Haberin Kürtçesi için tıklayın
Türk Tabipleri Birliği (TTB), Konya Şehir Hastanesi'nde görev yapan Dr. Ekrem Karakaya'nın bir hasta yakını tarafından silahlı saldırıyla öldürülmesi üzerine basın toplantısı yaptı.
Basın toplantısında konuşan TTB Merkez Konseyi üyesi Dr. Nursel Şahin, şiddetin her geçen gün arttığını, iktidarın da ne toplumu ayrıştıran şiddet dilinden vazgeçtiğini ne de etkili bir şiddet yasası çıkardığını söyledi.
Şahin, “Biz suçluyu biliyoruz. Hastalarımız ve hekimlerimiz ancak birlikte hareket ederek güç alacağız. Öfkemiz mutlaka galebe gelecek” diye konuştu.
TTB Merkez Konseyi üyesi Dr. Kazım Doğan Eroğulları da 7-8 Temmuz’da grev kararı aldıklarını duyurdu. Yarın alanda hep birlikte olacaklarını ve gözler görmemeye, kulaklar duymamaya devam ederse daha büyük eylemler de yapacaklarını söyledi.
"Tıkanan sağlık sisteminin sorumluluğu doktorların üzerinde"

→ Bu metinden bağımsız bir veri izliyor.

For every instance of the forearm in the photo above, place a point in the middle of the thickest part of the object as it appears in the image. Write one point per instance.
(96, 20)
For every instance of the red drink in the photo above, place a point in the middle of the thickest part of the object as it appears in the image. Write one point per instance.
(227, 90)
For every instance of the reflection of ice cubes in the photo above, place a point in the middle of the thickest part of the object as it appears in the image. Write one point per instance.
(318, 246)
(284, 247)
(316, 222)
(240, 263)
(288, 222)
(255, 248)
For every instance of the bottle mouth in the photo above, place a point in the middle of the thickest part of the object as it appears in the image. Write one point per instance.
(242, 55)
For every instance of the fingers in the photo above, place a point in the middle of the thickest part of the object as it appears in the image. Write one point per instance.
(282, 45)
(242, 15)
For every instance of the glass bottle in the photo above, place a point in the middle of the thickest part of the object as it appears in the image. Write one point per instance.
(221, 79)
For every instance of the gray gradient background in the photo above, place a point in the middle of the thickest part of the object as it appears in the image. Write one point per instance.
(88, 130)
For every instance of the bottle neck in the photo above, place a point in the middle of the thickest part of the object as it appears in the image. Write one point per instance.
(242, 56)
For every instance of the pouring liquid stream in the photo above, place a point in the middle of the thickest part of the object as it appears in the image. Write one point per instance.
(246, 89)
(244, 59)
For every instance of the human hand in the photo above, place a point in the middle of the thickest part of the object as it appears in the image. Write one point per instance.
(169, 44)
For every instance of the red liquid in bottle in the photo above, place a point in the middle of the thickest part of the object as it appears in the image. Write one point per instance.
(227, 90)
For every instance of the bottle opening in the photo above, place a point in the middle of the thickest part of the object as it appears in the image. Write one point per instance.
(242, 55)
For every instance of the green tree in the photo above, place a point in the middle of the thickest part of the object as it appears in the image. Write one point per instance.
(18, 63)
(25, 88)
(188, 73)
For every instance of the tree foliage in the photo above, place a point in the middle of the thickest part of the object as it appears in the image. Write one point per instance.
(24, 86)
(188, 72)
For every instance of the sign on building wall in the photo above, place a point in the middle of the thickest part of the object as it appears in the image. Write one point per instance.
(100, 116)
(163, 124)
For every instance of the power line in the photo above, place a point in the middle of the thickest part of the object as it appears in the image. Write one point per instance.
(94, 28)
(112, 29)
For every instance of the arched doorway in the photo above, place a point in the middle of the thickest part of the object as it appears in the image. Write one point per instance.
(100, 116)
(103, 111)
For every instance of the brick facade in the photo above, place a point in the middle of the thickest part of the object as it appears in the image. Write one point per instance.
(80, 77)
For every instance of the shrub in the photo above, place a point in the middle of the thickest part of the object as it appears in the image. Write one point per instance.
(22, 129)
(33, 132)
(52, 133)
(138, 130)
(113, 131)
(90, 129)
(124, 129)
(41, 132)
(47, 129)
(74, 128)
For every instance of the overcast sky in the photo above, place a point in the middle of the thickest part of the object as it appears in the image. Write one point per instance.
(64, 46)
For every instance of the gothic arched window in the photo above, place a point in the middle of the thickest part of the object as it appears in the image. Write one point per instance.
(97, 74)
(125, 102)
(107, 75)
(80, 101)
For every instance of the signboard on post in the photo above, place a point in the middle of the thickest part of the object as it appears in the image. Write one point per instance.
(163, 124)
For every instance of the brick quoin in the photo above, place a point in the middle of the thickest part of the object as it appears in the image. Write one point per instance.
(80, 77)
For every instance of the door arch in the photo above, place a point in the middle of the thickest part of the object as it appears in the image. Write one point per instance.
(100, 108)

TTB Merkez Konseyi II. Başkanı Doç. Dr. Ali İhsan Ökten tarafından okunan basın açıklaması şöyle:
“Türk Tabipleri Birliği olarak bu şiddet sarmalının genişlemesi karşısında defalarca iktidarı uyardık. Sağlıkta şiddetin münferit olmadığını, bunun toplumsal ve politik bir sorun olduğunu tekrar tekrar açıkladık. Sağlık kurumlarında meydana gelen silahlı saldırıların artışı nedeniyle bu konuda önlemler alınmasını ve 6136 sayılı yasada değişiklik yapılmasına ilişkin yasa teklifini önerdik. Ancak tüm uyarılarımız görmezden gelindi, bilinçli bir yaklaşımla şiddetin kaynağı toplumsal bağlamından koparılarak sorun bireylere indirgendi.

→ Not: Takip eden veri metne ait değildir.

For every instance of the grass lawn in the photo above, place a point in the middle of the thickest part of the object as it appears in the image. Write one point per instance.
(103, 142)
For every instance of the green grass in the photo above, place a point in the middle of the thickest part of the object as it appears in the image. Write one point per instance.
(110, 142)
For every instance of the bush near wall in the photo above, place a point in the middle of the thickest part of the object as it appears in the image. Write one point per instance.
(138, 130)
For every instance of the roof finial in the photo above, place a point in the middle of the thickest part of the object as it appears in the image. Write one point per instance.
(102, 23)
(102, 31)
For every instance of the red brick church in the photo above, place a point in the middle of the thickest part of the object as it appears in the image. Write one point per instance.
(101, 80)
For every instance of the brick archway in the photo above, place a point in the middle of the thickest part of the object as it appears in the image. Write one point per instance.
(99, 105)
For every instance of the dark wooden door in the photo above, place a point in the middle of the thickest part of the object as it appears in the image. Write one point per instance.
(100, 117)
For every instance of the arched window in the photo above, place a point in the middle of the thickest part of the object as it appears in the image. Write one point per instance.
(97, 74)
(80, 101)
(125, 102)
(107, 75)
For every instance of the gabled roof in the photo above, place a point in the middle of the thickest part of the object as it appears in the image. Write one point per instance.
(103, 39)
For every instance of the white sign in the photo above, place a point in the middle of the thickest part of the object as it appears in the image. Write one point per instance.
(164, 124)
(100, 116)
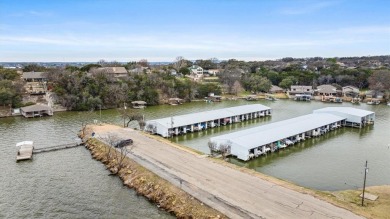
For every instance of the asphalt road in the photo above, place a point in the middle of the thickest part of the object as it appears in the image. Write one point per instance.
(236, 194)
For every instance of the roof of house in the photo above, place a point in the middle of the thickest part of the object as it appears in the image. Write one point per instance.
(34, 75)
(195, 67)
(275, 88)
(350, 87)
(301, 86)
(192, 118)
(113, 70)
(34, 108)
(327, 88)
(345, 110)
(269, 133)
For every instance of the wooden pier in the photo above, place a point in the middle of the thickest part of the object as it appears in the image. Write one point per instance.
(55, 148)
(27, 149)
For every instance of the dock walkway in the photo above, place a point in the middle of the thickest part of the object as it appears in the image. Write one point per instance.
(55, 148)
(235, 193)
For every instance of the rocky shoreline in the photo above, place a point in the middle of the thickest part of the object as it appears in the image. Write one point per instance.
(151, 186)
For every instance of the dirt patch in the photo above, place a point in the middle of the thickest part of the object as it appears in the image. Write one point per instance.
(148, 184)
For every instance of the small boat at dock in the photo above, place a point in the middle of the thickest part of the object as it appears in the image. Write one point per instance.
(25, 150)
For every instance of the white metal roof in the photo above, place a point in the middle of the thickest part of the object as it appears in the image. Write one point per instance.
(345, 110)
(23, 143)
(265, 134)
(193, 118)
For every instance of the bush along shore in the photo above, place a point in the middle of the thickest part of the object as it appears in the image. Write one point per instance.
(144, 182)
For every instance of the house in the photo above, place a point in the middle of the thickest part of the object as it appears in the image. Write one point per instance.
(173, 72)
(299, 89)
(196, 70)
(34, 76)
(350, 91)
(327, 90)
(36, 110)
(275, 89)
(116, 72)
(374, 94)
(35, 82)
(211, 72)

“Bugün bu yaklaşımın yıkıcı sonucuyla yeniden karşılaştık. Ülkede artan şiddet iklimi, bizlerin sadece çalışma koşullarını bozmakla kalmadı maalesef can güvenliğimizi de ciddi oranda tehdit eder hale geldi. Her anlamıyla tıkanan sağlık sisteminin tüm sorumluluğu hekimlerin ve sağlık çalışanlarının omuzlarına yıkılmakta, bu durum bizlerin hedef olmasına neden olmakta, sağlık alanında yürütülen politikalar bizlere, şiddet, ölüm, çaresizlik, umutsuzluk olarak geri dönmekte. Dün bize giderlerse gitsinler diyenlere sesleniyoruz, bugün bir meslektaşımız sonsuzluğa gitti. Siz de sorumlususunuz.
"İş bırakıyoruz"
“Şiddet karşısında hekimlerin/sağlık çalışanlarının kılına zarar gelmesine tahammülümüz kalmadı. Şiddet daha önce de defalarca belirttiğimiz gibi, öngörülebilir ve önlenebilir toplumsal bir sorundur ve bu sorun çözüme niyetli bütünlüklü politikalarla aşılabilecektir.

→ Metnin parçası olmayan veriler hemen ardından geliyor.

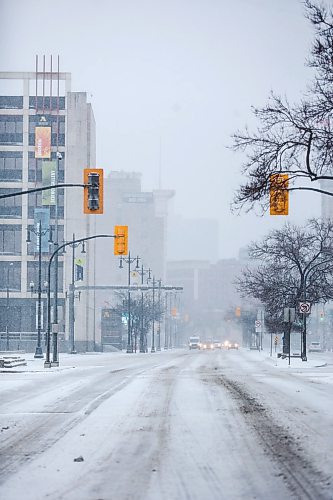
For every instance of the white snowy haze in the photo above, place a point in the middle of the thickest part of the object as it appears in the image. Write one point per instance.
(169, 81)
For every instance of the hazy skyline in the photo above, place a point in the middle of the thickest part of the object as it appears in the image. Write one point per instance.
(169, 81)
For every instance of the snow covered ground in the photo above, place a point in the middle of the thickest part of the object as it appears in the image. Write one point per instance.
(171, 425)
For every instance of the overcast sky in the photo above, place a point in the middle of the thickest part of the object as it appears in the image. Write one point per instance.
(169, 81)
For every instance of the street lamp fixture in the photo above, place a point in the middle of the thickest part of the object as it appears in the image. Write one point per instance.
(39, 232)
(130, 260)
(143, 337)
(71, 295)
(48, 363)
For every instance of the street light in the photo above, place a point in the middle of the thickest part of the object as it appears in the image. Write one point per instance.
(56, 244)
(7, 307)
(72, 295)
(55, 361)
(166, 322)
(159, 316)
(143, 344)
(129, 261)
(153, 324)
(39, 232)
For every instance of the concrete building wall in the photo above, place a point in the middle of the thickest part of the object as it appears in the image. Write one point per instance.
(79, 151)
(145, 214)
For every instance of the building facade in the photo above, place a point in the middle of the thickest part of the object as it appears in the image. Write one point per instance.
(146, 214)
(47, 135)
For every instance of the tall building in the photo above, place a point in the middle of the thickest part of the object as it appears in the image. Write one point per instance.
(47, 135)
(145, 213)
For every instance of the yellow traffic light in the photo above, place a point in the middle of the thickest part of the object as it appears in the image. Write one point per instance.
(93, 191)
(120, 240)
(278, 194)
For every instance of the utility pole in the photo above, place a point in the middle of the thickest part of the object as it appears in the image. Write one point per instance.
(129, 261)
(153, 325)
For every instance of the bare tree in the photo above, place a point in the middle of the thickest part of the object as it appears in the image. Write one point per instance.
(294, 139)
(295, 264)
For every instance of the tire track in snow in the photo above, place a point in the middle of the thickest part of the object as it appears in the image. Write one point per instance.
(304, 481)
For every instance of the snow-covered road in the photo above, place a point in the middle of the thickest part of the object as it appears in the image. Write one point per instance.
(171, 425)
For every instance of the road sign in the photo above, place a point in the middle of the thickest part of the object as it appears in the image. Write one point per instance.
(305, 307)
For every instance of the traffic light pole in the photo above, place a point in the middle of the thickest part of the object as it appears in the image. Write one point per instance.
(55, 362)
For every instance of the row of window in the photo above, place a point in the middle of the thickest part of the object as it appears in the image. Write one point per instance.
(11, 239)
(46, 102)
(11, 208)
(11, 129)
(11, 165)
(10, 276)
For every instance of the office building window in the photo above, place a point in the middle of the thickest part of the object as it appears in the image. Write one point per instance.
(10, 239)
(11, 129)
(10, 275)
(48, 103)
(10, 208)
(57, 124)
(36, 165)
(11, 102)
(10, 166)
(33, 275)
(35, 201)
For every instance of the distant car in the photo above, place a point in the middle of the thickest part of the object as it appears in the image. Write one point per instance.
(315, 347)
(207, 345)
(232, 345)
(194, 343)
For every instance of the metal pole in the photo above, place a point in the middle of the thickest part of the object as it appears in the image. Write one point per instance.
(142, 347)
(7, 311)
(261, 329)
(153, 326)
(129, 339)
(71, 299)
(47, 363)
(56, 243)
(159, 317)
(165, 322)
(303, 354)
(38, 351)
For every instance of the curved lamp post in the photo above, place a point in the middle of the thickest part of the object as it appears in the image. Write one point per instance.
(55, 361)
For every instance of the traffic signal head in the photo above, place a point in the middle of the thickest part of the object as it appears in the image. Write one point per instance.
(93, 190)
(279, 194)
(120, 240)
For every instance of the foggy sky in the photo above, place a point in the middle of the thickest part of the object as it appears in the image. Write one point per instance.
(169, 81)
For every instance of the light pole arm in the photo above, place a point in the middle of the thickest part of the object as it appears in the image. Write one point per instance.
(36, 190)
(47, 361)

“7 ve 8 Temmuz tarihlerinde ülke genelinde iş bırakıyoruz. Sağlık kurumlarımızın ve sağlık müdürlüklerinin önünde olacağız ve tepkilerimizi haykıracağız.
"Son yolculuğunda meslektaşımızın yanında olacağımızı belirterek şiddet karşındaki taleplerimize kulak tıkayanlardan, söylemleri ve politikalarıyla şiddeti teşvik edenlerden mücadelemizi yükselterek hesap soracağımızı bir kez daha ifade ediyoruz."